La CFDT et l’Unsa signent un accord de méthode qualifié de new deal, bordant la suppression annoncée de 5000 emplois sur environ 15 000. Un moindre mal, assorti de solides garanties, veulent croire les deux organisations

Le syndicat prend la précaution d’indiquer qu’il « ne cautionne ni le volume ni les choix de suppressions de postes qui seront faits d’autant que les orientations stratégiques et sociales de l’entreprise ne sont pas connues ».Mais il accepte de négocier la violente restructuration, exclusivement sur la base de départs volontaires, en deux vagues.
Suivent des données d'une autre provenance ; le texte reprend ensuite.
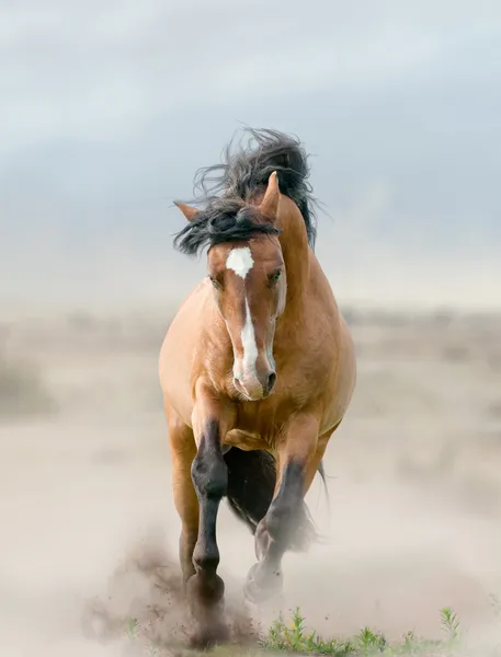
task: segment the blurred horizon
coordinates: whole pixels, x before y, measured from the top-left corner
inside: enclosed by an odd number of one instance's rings
[[[174,307],[196,170],[243,124],[311,153],[341,303],[501,307],[501,5],[0,3],[0,302]]]

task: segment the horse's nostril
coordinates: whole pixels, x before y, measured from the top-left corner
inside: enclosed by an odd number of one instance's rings
[[[275,372],[272,372],[271,374],[269,374],[267,382],[266,382],[266,392],[269,394],[273,390],[273,387],[275,385],[275,381],[276,381],[276,374],[275,374]]]

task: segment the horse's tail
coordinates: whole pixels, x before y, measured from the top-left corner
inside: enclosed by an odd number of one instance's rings
[[[276,483],[275,459],[265,450],[243,451],[236,447],[227,451],[224,458],[228,468],[228,504],[237,518],[242,520],[254,534],[273,499]],[[321,465],[319,472],[323,479]],[[318,538],[305,502],[296,522],[289,550],[301,552]]]

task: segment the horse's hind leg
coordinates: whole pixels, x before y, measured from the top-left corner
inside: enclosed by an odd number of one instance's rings
[[[332,431],[318,437],[318,423],[310,415],[294,418],[281,437],[277,482],[266,516],[255,532],[259,562],[249,572],[244,592],[254,601],[265,600],[282,589],[282,557],[296,542],[305,516],[304,497],[323,458]],[[312,530],[311,526],[311,530]]]

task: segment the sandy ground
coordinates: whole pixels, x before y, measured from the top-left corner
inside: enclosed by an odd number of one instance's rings
[[[300,606],[319,632],[436,636],[452,606],[491,637],[501,318],[348,316],[358,383],[328,451],[330,512],[319,482],[308,495],[327,543],[286,557],[283,598],[254,620]],[[157,381],[168,319],[138,309],[0,321],[2,655],[125,655],[132,616],[163,643],[182,635]],[[218,537],[229,615],[247,632],[238,609],[253,542],[225,505]]]

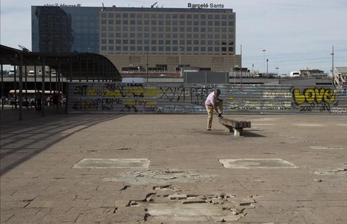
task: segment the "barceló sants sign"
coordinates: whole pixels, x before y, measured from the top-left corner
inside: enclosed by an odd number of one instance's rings
[[[224,8],[224,5],[222,4],[213,4],[213,3],[205,3],[204,4],[192,4],[188,3],[188,8]]]
[[[59,6],[60,7],[81,7],[81,4],[76,4],[76,5],[71,5],[67,4],[45,4],[43,5],[44,6]]]

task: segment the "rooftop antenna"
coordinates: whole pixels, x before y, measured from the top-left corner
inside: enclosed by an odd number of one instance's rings
[[[27,48],[24,47],[24,46],[22,46],[21,45],[18,45],[18,46],[20,48],[20,50],[22,50],[22,51],[24,51],[26,52],[29,52],[30,51],[29,51],[29,49]]]
[[[157,1],[155,2],[155,3],[154,3],[154,4],[153,4],[153,5],[152,5],[152,6],[151,6],[151,8],[154,8],[154,6],[155,6],[156,5],[156,3],[158,3],[158,2]]]

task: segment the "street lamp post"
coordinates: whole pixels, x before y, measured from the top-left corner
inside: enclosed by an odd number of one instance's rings
[[[263,52],[264,52],[264,73],[265,73],[265,52],[266,50],[264,49],[263,50]]]

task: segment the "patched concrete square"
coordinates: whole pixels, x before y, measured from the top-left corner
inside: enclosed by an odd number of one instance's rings
[[[147,159],[84,159],[74,168],[148,168]]]
[[[218,160],[226,168],[230,169],[277,169],[297,168],[295,165],[280,159],[238,159]]]

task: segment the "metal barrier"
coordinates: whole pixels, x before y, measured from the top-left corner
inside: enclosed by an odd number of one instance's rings
[[[347,114],[346,86],[70,82],[69,113],[204,114],[204,102],[221,91],[225,114]]]

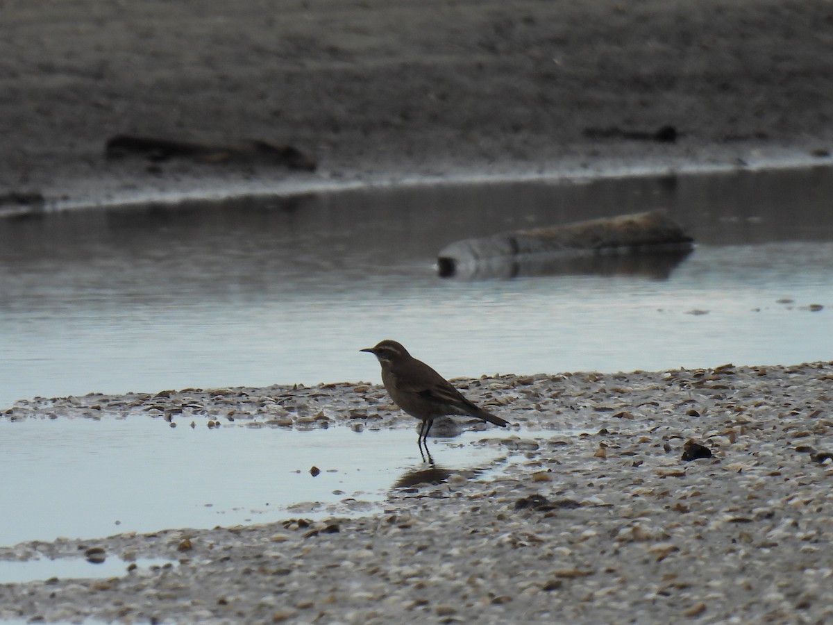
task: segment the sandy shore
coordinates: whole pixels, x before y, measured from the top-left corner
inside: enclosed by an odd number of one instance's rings
[[[826,0],[304,0],[279,12],[260,0],[39,0],[0,15],[0,211],[829,164],[833,150]],[[107,158],[124,134],[267,141],[317,168]],[[2,548],[11,559],[101,547],[177,563],[0,586],[0,618],[828,622],[831,384],[833,363],[471,382],[472,398],[517,423],[482,443],[505,454],[499,478],[392,489],[363,518]],[[334,427],[351,410],[402,418],[379,388],[319,390]],[[206,418],[227,408],[217,398],[198,398]],[[84,416],[106,398],[81,399],[67,410]],[[110,399],[129,412],[181,397]],[[4,418],[49,409],[20,402]],[[552,435],[570,428],[588,433]],[[682,461],[690,438],[713,457]]]
[[[826,0],[7,2],[0,198],[829,163],[831,13]],[[107,158],[124,134],[287,144],[318,168]]]
[[[109,558],[174,564],[106,580],[2,585],[0,618],[833,618],[833,362],[458,383],[512,422],[506,436],[479,443],[500,452],[497,477],[461,471],[441,484],[392,485],[379,512],[359,518],[0,548],[4,559],[77,558],[97,548]],[[186,402],[199,427],[215,419],[224,427],[413,426],[384,389],[350,384],[32,400],[6,418],[103,411],[161,418]],[[232,408],[233,423],[225,418]],[[711,457],[683,460],[689,439]]]

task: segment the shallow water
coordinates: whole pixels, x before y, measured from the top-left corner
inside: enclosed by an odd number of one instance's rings
[[[108,558],[101,563],[92,563],[83,558],[59,558],[54,560],[35,558],[33,560],[0,560],[0,584],[23,583],[35,580],[58,579],[102,579],[128,574],[127,568],[136,565],[137,571],[152,567],[171,564],[169,560],[140,558],[134,562],[125,562],[118,558]],[[27,621],[22,621],[26,622]],[[0,622],[9,622],[0,618]],[[85,621],[85,622],[87,622]]]
[[[410,428],[208,428],[200,419],[192,428],[190,422],[0,419],[0,545],[362,513],[431,468]],[[494,436],[506,432],[431,440],[433,468],[488,469],[497,452],[471,443]],[[312,475],[312,467],[321,472]]]
[[[830,359],[831,172],[383,188],[0,220],[0,407],[92,391],[378,381],[358,350],[386,338],[447,377]],[[436,273],[437,252],[458,238],[657,208],[698,242],[676,266]]]

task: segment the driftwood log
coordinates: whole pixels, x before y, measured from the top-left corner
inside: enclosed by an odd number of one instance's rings
[[[440,251],[449,278],[513,278],[558,273],[645,273],[667,277],[693,239],[661,212],[516,230],[457,241]]]

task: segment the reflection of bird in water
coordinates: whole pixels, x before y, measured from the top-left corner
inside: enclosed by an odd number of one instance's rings
[[[412,417],[422,421],[417,440],[427,438],[434,419],[444,415],[469,415],[501,428],[509,425],[508,421],[464,398],[445,378],[416,360],[396,341],[385,340],[361,351],[370,352],[379,359],[382,382],[391,399]]]
[[[426,469],[416,469],[406,471],[397,480],[394,488],[408,488],[420,484],[441,484],[448,479],[451,472],[441,467],[431,467]]]
[[[431,466],[430,468],[416,468],[406,471],[397,480],[394,488],[412,488],[419,486],[436,486],[444,484],[451,475],[462,476],[466,479],[472,479],[483,472],[483,469],[452,470],[442,467]]]

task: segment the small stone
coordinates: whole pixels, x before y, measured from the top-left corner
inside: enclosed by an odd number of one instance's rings
[[[689,438],[682,446],[681,459],[683,462],[688,462],[691,460],[706,458],[711,458],[711,450],[705,445],[701,445],[693,438]]]
[[[93,564],[101,564],[107,558],[107,553],[102,547],[91,547],[84,552],[84,556],[87,558],[87,562]]]

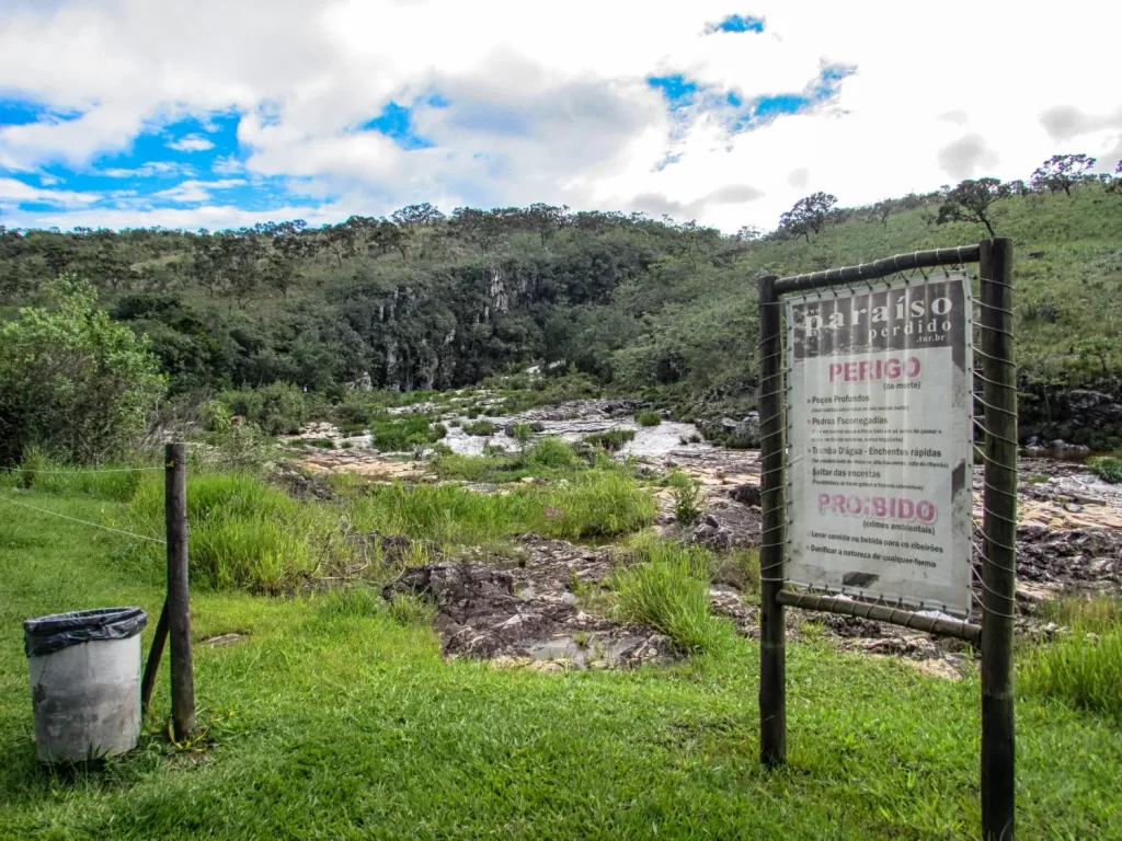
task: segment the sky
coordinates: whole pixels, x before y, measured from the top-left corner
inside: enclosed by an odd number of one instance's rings
[[[1094,34],[1120,22],[1105,0],[0,0],[0,224],[546,202],[734,232],[816,191],[1064,153],[1113,172]]]

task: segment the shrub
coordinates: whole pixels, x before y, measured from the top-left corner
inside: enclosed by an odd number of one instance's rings
[[[620,618],[650,625],[684,654],[706,654],[728,645],[727,623],[709,607],[708,553],[677,543],[635,543],[638,564],[615,581]]]
[[[635,431],[628,429],[624,426],[617,426],[614,429],[606,429],[605,432],[592,433],[591,435],[586,435],[585,441],[587,441],[592,446],[598,446],[601,450],[607,450],[609,452],[615,452],[619,450],[628,441],[635,437]]]
[[[1122,483],[1122,452],[1087,459],[1087,469],[1104,482]]]
[[[223,391],[219,399],[234,415],[260,426],[269,435],[292,435],[307,419],[304,394],[288,382],[273,382],[258,389]]]
[[[495,424],[490,420],[476,420],[463,425],[463,432],[468,435],[489,437],[495,434]]]
[[[539,441],[526,453],[526,462],[555,470],[577,466],[577,454],[561,438],[548,436]]]
[[[120,456],[167,390],[159,361],[90,284],[64,276],[47,292],[52,308],[0,325],[0,464],[29,446],[77,464]]]
[[[674,516],[683,526],[696,523],[701,516],[701,493],[697,480],[680,470],[672,470],[666,477],[674,497]]]
[[[401,418],[375,420],[370,425],[371,445],[384,453],[410,452],[420,436],[423,442],[439,441],[448,434],[441,424],[432,426],[427,415],[406,415]]]

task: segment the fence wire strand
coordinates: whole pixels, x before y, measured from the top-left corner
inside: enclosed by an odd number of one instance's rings
[[[3,496],[3,495],[0,495],[0,502],[8,502],[8,503],[13,505],[13,506],[19,506],[20,508],[27,508],[28,510],[31,510],[31,511],[38,511],[39,514],[47,514],[47,515],[50,515],[52,517],[59,517],[59,518],[62,518],[64,520],[71,520],[72,523],[81,523],[83,526],[93,526],[94,528],[100,528],[100,529],[103,529],[105,532],[112,532],[112,533],[118,534],[118,535],[125,535],[126,537],[135,537],[138,540],[148,540],[150,543],[158,543],[160,546],[166,546],[167,545],[167,540],[160,540],[158,537],[148,537],[147,535],[137,535],[137,534],[134,534],[132,532],[126,532],[126,530],[120,529],[120,528],[113,528],[112,526],[103,526],[100,523],[91,523],[90,520],[82,520],[82,519],[79,519],[77,517],[71,517],[70,515],[66,515],[66,514],[58,514],[58,511],[52,511],[52,510],[49,510],[47,508],[37,508],[36,506],[29,506],[29,505],[27,505],[27,502],[20,502],[17,499],[12,499],[11,497],[7,497],[7,496]]]
[[[946,267],[944,267],[944,268],[946,269]],[[927,280],[928,276],[926,275],[926,272],[921,271],[921,274],[923,275],[923,279]],[[934,276],[934,272],[932,272],[932,276]],[[908,278],[905,278],[905,279],[908,279]],[[974,279],[977,280],[977,276],[976,275],[974,276]],[[864,286],[866,286],[870,289],[870,292],[875,292],[876,290],[874,288],[874,284],[876,286],[883,286],[883,288],[891,288],[891,285],[892,285],[892,279],[890,279],[890,278],[883,278],[883,279],[877,278],[877,279],[873,279],[873,280],[870,280],[867,278],[861,278],[861,281],[863,281]],[[1006,287],[1006,288],[1010,287],[1009,284],[1005,284],[1005,283],[1003,283],[1001,280],[986,279],[986,283],[996,284],[996,285],[1000,285],[1000,286],[1003,286],[1003,287]],[[824,288],[824,287],[826,287],[826,288]],[[866,619],[868,618],[868,616],[871,614],[871,612],[874,610],[874,608],[876,608],[876,607],[889,608],[890,610],[893,611],[893,619],[889,620],[891,623],[901,625],[904,628],[910,628],[910,627],[913,627],[913,622],[921,616],[920,611],[937,610],[937,611],[940,611],[942,613],[947,613],[949,611],[947,610],[947,607],[945,604],[941,604],[941,603],[936,603],[936,602],[926,601],[926,600],[908,599],[908,598],[903,598],[903,597],[895,597],[895,595],[884,594],[884,593],[868,592],[868,591],[862,590],[861,588],[847,588],[847,586],[835,588],[835,586],[811,585],[811,584],[807,584],[807,583],[793,581],[788,575],[782,574],[782,572],[779,572],[779,571],[785,572],[783,570],[783,566],[784,566],[784,563],[785,563],[785,560],[787,560],[785,558],[785,549],[791,544],[790,528],[793,525],[792,524],[792,518],[791,518],[791,506],[793,505],[793,500],[792,500],[791,492],[790,492],[791,474],[790,474],[789,468],[793,466],[799,461],[799,459],[792,459],[791,455],[788,452],[788,446],[789,446],[789,442],[790,442],[790,432],[791,432],[791,426],[790,426],[790,423],[791,423],[791,401],[790,401],[790,398],[791,398],[791,387],[790,387],[790,372],[791,372],[791,369],[790,369],[789,360],[788,360],[788,357],[787,357],[787,352],[788,352],[788,346],[787,346],[788,345],[788,335],[787,335],[787,333],[788,333],[789,324],[787,323],[788,322],[788,320],[785,317],[787,316],[787,309],[785,309],[784,305],[785,305],[788,298],[794,297],[794,296],[802,297],[803,299],[807,299],[807,301],[811,299],[811,296],[815,296],[815,299],[820,301],[822,298],[824,293],[827,292],[827,288],[830,288],[830,287],[833,287],[833,290],[836,292],[836,286],[833,283],[830,283],[830,280],[825,279],[824,284],[821,286],[816,283],[811,287],[806,288],[806,289],[803,289],[803,290],[801,290],[799,293],[787,293],[784,295],[780,295],[775,301],[773,301],[773,302],[765,302],[765,304],[764,304],[765,306],[766,305],[772,305],[772,306],[779,306],[780,307],[780,327],[779,327],[779,342],[778,342],[779,350],[775,353],[772,353],[772,354],[769,354],[769,355],[762,355],[762,351],[764,349],[764,343],[765,343],[766,340],[761,340],[761,342],[757,344],[757,357],[761,360],[761,368],[763,368],[764,360],[772,361],[776,357],[779,357],[779,359],[780,359],[780,364],[778,366],[776,372],[774,375],[772,375],[771,377],[766,378],[766,380],[764,379],[763,376],[761,376],[761,381],[760,381],[760,386],[761,386],[761,388],[760,388],[760,403],[762,404],[765,398],[775,398],[775,397],[780,398],[780,404],[779,404],[780,405],[780,412],[776,413],[776,414],[774,414],[774,415],[772,415],[771,417],[766,418],[766,422],[773,422],[775,419],[780,419],[781,423],[780,423],[779,428],[776,428],[775,431],[773,431],[771,433],[767,433],[766,435],[763,435],[761,437],[761,445],[763,445],[765,441],[774,437],[775,435],[781,435],[781,443],[779,445],[779,449],[780,449],[780,451],[782,453],[782,459],[780,460],[779,466],[773,468],[772,470],[764,470],[763,469],[764,468],[764,464],[763,464],[764,460],[763,460],[763,455],[761,454],[761,484],[764,483],[765,478],[770,479],[770,478],[772,478],[776,473],[779,473],[779,474],[782,475],[784,473],[784,471],[785,471],[787,472],[787,477],[785,477],[785,479],[783,481],[781,481],[781,483],[779,484],[779,487],[770,489],[769,492],[767,492],[767,495],[766,495],[766,497],[769,498],[770,501],[772,501],[772,502],[774,502],[774,503],[780,505],[780,506],[783,507],[783,509],[784,509],[783,521],[780,525],[773,526],[772,528],[762,529],[762,534],[761,534],[761,538],[762,538],[761,548],[762,549],[763,548],[770,548],[770,549],[771,548],[782,548],[782,549],[784,549],[784,552],[782,554],[778,555],[778,560],[776,561],[774,561],[772,563],[769,563],[769,564],[766,564],[766,565],[764,565],[764,566],[761,567],[761,570],[760,570],[760,580],[761,580],[761,582],[792,584],[792,585],[798,586],[799,590],[800,590],[800,592],[807,593],[808,595],[818,595],[819,599],[824,598],[825,595],[835,595],[835,597],[840,595],[840,597],[846,598],[846,599],[853,599],[854,600],[854,610],[853,610],[853,612],[850,614],[852,616],[856,616],[856,617],[866,618]],[[853,288],[848,284],[846,284],[846,287],[849,288],[850,292],[853,292]],[[1001,314],[1004,314],[1004,315],[1008,315],[1008,316],[1012,316],[1011,309],[1009,309],[1008,307],[995,306],[995,305],[992,305],[992,304],[988,304],[986,302],[981,301],[980,296],[975,295],[974,292],[973,292],[973,284],[967,284],[967,301],[966,301],[966,303],[968,305],[969,313],[971,313],[969,317],[967,318],[967,327],[968,329],[967,329],[967,332],[966,332],[967,343],[968,343],[968,346],[969,346],[971,351],[973,353],[977,354],[978,357],[981,357],[982,360],[984,361],[984,363],[1001,364],[1001,366],[1009,367],[1014,372],[1013,376],[1015,378],[1017,363],[1014,362],[1013,359],[1004,359],[1004,358],[993,357],[991,353],[987,353],[981,346],[982,345],[982,342],[981,342],[981,333],[982,333],[982,331],[992,331],[992,333],[1000,334],[1000,335],[1006,336],[1009,339],[1013,338],[1012,333],[1009,332],[1009,331],[1002,330],[1001,327],[997,327],[997,326],[993,326],[993,327],[991,327],[991,326],[984,326],[977,320],[977,316],[975,315],[975,313],[980,312],[978,307],[986,307],[987,309],[992,309],[994,312],[997,312],[997,313],[1001,313]],[[772,341],[774,341],[774,340],[772,340]],[[986,530],[987,529],[986,529],[985,524],[986,524],[986,521],[990,521],[990,518],[992,518],[993,520],[1000,520],[1000,521],[1010,524],[1010,525],[1012,525],[1014,527],[1014,529],[1017,527],[1015,509],[1017,509],[1018,493],[1017,493],[1017,490],[1015,490],[1015,484],[1013,486],[1014,490],[1012,490],[1012,491],[1009,490],[1009,489],[1004,489],[1004,488],[996,488],[996,487],[993,486],[993,483],[992,483],[992,475],[990,474],[991,469],[992,468],[996,468],[997,470],[1012,471],[1014,473],[1014,475],[1015,475],[1015,472],[1017,472],[1017,464],[1015,464],[1017,442],[1013,441],[1012,438],[1008,437],[1008,436],[1004,436],[1004,435],[1001,435],[999,433],[995,433],[991,428],[988,428],[988,426],[986,424],[986,420],[985,420],[985,415],[986,415],[987,412],[993,412],[993,413],[1001,413],[1001,414],[1004,414],[1004,415],[1008,415],[1008,416],[1015,417],[1017,416],[1017,412],[1015,412],[1015,409],[1008,409],[1008,408],[1004,408],[1004,407],[994,406],[994,405],[992,405],[992,403],[987,401],[985,399],[985,397],[984,397],[984,386],[988,385],[992,388],[997,388],[997,389],[1010,389],[1010,388],[1014,388],[1015,389],[1015,385],[1014,386],[1009,386],[1009,385],[1003,383],[1003,382],[997,382],[997,381],[993,380],[992,378],[985,376],[984,368],[974,367],[974,366],[972,366],[972,370],[968,372],[968,376],[972,378],[971,379],[971,388],[969,388],[971,398],[972,398],[972,400],[974,401],[975,405],[982,407],[982,409],[983,409],[983,412],[981,414],[975,414],[974,412],[971,413],[971,415],[972,415],[972,428],[976,429],[976,432],[978,434],[977,437],[980,438],[980,441],[972,441],[972,451],[976,452],[976,453],[978,453],[978,455],[981,455],[982,463],[983,463],[983,475],[982,475],[983,518],[981,519],[981,521],[978,519],[975,519],[973,516],[971,518],[971,528],[969,528],[969,532],[971,532],[971,537],[969,537],[969,548],[971,548],[971,552],[969,552],[969,557],[966,560],[966,563],[967,563],[968,569],[969,569],[969,579],[971,579],[971,585],[968,588],[968,590],[969,590],[969,597],[968,597],[969,598],[969,609],[968,609],[968,613],[967,613],[967,619],[971,616],[973,616],[975,613],[975,610],[977,609],[977,610],[981,611],[981,613],[983,616],[983,619],[984,619],[984,617],[986,614],[993,614],[995,617],[1001,617],[1003,619],[1010,619],[1010,620],[1012,620],[1012,619],[1015,618],[1015,591],[1014,591],[1013,594],[1008,594],[1008,593],[1001,593],[1001,592],[997,592],[997,591],[993,590],[985,582],[984,576],[983,576],[983,572],[984,572],[984,569],[985,569],[986,565],[991,565],[992,564],[994,569],[1001,570],[1001,571],[1006,572],[1006,573],[1011,573],[1011,574],[1013,574],[1015,576],[1015,556],[1017,556],[1015,542],[1014,542],[1013,545],[1009,545],[1006,543],[997,542],[997,540],[993,539],[992,537],[987,537],[986,536]],[[776,387],[776,385],[778,385],[778,387]],[[764,389],[765,386],[770,387],[771,390],[764,391],[763,389]],[[783,418],[784,414],[785,414],[785,418]],[[761,428],[766,428],[766,422],[764,422],[764,420],[761,422]],[[975,435],[972,434],[971,437],[974,438]],[[1014,462],[1012,464],[1010,464],[1010,463],[1006,463],[1004,461],[999,461],[999,460],[992,459],[990,455],[987,455],[986,452],[985,452],[985,447],[984,447],[984,442],[987,438],[992,438],[994,441],[1000,441],[1003,444],[1008,445],[1006,447],[1002,447],[1002,450],[1004,450],[1004,451],[1008,451],[1008,450],[1012,449],[1012,451],[1014,453],[1014,455],[1013,455]],[[967,491],[967,492],[971,492],[973,495],[973,491]],[[1005,516],[1003,514],[1000,514],[1000,512],[993,510],[992,507],[985,505],[986,495],[988,495],[991,492],[1002,495],[1006,499],[1012,498],[1012,500],[1013,500],[1013,510],[1014,510],[1014,515],[1013,515],[1012,518],[1010,518],[1010,517],[1008,517],[1008,516]],[[778,500],[775,499],[775,497],[778,497]],[[776,539],[774,539],[774,537],[775,537],[774,533],[775,532],[782,533],[784,529],[787,529],[787,533],[788,533],[787,539],[785,540],[776,540]],[[1000,547],[1000,548],[1004,549],[1005,552],[1010,553],[1013,556],[1013,558],[1014,558],[1013,565],[1009,566],[1009,565],[1005,565],[1005,564],[1001,564],[1001,563],[996,562],[995,560],[991,558],[990,557],[990,553],[987,552],[987,547],[988,546]],[[988,594],[990,598],[986,598],[987,594]],[[995,601],[1003,603],[1008,608],[1009,612],[1000,610],[999,607],[997,607],[997,604],[993,604],[992,603],[992,602],[995,602]],[[991,602],[991,603],[987,603],[987,602]],[[866,607],[863,610],[858,606],[866,606]],[[900,616],[895,616],[895,613],[899,613]],[[902,619],[902,621],[900,621],[901,619]]]

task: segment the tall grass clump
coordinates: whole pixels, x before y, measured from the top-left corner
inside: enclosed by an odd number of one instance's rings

La première débutera d’ici à fin 2016 et ne concernera que les activités de distribution. La seconde courra du 1er juillet 2017 au 30 juin 2019 et impactera tout le groupe. Entre temps, SFR aura présenté « des orientations stratégiques et leurs conséquences sur l’emploi », tout en mettant en œuvre un dispositif de gestion prévisionnelle des emplois et des compétences (GPEC) dès le 1er janvier 2017.

 

Pour la CFDT, ce « new deal » garantit qu’il ne pourra pas y avoir de départs autres que volontaires jusqu’à mi-2019 et que les partants bénéficieront d’indemnités et de mesures d’accompagnement avantageuses. Le barème de deux mois et demi par année d’ancienneté a été évoqué. L’opérateur de téléphonie promet le maintien d’un maillage territorial conséquent et la faculté pour chaque salarié de conserver un emploi correspondant à ses qualifications dans sa région.

 

À l’issue de ces coupes claires, le pôle Télécom  de SFR comptera 10 000 salariés jusqu’à mi-2019, au lieu de 9000 initialement prévus. D’autres dispositions de cet accord concernent les statuts sociaux au sein du groupe. Encore disparates, ils commenceront à être harmonisés au plus tard au cours du premier trimestre 2017. Une commission de suivi des effectifs sera mise en place afin de s’assurer du respect des engagements pris.

 

Pour la CGT,  »dans les faits, ce sont bien des départs forcés qui auront lieu et non des soi-disant départs volontaires comme voudrait le faire croire la direction de SFR pour mieux faire avaler la pilule à l’opinion publique» Cette stratégie, considère le syndicat, menace également près de 3 000 emplois chez les prestataires tels qu’Arvato, ou Sitel. Sa conclusion : il doit y avoir un avenir pour tous les salariés en place au sein de SFR.